Eliminates rules duplicated between GitLab SAST and Semgrep. For simplicity, and to make this project a pure extension of GitLab SAST, the GitLab rules are used where there are duplicates.

This led to the GitLab Semgrep Plus project. The container image is derived from the GitLab Semgrep analyzer. The semgrep-rules/ directory in the repository includes copies, unchanged, of all security rules and examples from Semgrep rules for Go, JavaScript, and TypeScript, which are included in the analysis. This makes changes to these rules and code examples explicitly visible to users.

This could contain rules for the many other languages that Semgrep supports, but these are the only languages currently in use in the GitLab CI Utils projects where this was initiated.

The rules, without examples, are included in the /rules directory in the container image. GitLab's Semgrep analyzer is designed to use all rules in that directory, so no other changes are required to include them in the analysis. A shell script with all of the applicable logic is used to update the rules so that the changes are made consistently with an automated process.

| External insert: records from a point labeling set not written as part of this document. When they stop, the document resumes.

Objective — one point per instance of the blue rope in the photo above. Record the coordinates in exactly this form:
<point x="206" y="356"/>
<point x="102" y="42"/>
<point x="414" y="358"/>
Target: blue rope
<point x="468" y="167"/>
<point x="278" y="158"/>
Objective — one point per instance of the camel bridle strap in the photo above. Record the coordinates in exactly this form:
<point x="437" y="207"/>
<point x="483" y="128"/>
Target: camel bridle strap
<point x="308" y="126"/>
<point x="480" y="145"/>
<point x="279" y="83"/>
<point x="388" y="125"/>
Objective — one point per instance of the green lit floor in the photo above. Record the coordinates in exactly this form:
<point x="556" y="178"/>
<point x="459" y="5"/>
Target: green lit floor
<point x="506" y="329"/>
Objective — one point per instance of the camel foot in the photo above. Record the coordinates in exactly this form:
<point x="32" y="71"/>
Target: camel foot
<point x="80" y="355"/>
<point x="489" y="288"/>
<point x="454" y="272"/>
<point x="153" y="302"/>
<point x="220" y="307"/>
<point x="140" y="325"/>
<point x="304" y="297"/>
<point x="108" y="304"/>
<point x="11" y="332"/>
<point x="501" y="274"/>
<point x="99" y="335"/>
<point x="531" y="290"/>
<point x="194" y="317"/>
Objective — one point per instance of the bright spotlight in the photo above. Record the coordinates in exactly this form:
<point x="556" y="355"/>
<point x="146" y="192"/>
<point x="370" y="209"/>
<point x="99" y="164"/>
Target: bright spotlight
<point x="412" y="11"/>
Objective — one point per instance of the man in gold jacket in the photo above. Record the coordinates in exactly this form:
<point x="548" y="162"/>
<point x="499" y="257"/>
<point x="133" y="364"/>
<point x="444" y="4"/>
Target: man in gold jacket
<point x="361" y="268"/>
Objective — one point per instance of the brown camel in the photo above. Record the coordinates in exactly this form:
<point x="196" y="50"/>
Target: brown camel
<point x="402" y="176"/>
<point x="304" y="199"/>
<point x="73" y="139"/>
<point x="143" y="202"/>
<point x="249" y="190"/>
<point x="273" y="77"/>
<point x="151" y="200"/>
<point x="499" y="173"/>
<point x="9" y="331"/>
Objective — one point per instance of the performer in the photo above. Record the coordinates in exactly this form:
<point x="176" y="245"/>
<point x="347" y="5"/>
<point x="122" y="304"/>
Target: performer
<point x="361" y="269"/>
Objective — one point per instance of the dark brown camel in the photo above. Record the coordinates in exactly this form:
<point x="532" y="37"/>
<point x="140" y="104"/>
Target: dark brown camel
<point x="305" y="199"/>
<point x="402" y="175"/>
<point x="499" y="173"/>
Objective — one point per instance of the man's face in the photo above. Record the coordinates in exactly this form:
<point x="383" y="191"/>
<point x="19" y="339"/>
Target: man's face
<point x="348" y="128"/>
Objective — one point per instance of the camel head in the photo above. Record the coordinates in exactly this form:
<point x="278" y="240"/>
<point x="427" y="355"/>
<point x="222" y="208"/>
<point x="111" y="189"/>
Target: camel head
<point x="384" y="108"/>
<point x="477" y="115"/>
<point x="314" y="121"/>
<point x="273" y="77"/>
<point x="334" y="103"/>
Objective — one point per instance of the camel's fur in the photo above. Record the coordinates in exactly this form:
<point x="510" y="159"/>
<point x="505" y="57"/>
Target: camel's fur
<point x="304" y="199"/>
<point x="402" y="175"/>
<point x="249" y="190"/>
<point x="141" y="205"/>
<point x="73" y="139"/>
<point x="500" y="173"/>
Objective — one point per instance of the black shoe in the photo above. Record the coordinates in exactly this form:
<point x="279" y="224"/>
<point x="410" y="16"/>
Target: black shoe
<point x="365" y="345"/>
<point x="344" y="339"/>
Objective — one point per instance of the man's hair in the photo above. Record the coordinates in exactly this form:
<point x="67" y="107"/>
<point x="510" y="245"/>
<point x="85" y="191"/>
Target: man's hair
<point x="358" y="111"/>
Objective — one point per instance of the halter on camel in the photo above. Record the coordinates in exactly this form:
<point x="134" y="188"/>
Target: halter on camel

Managing ongoing Semgrep rule changes #

The project is setup to automatically detect changes to the Semgrep Rules project and incorporate any changes to security rules for the specified languages.

Since Semgrep Rules does not identify versions, Renovate is used to track the latest git ref of the development branch, and it initiates a merge request with any ref changes. The CI pipeline is setup with a trigger job to check for rule updates (if that check has not been done). This job is triggered in another project to isolate the credentials that can push commits back to this project.

The triggered pipeline clones this project, clones the Semgrep Rules project, re-runs the shell script to update rules, and pushes any updates. The commit uses --amend to leave only one commit with an updated message, and is made with Renovate bot account, so Renovate continues to propagate changes to Semgrep Rules if the merge request is not immediately merged. The commit message is also updated to indicate rule changes were incorporated. Since the updated Semgrep rules are pushed, a new pipeline is triggered, and the updated commit message is used in the job rules to stop an infinite loop of triggered rule update pipelines.

Usage in GitLab CI #

The GitLab SAST template is already setup to specify the container image for all SAST jobs via variables, so the implementation in GitLab CI is simply:

include:
  - template: Jobs/SAST.gitlab-ci.yml

semgrep-sast:
  variables:
    SAST_ANALYZER_IMAGE: registry.gitlab.com/gitlab-ci-utils/gitlab-semgrep-plus:latest

With that the Semgrep rules are included in the analysis, and the corresponding report.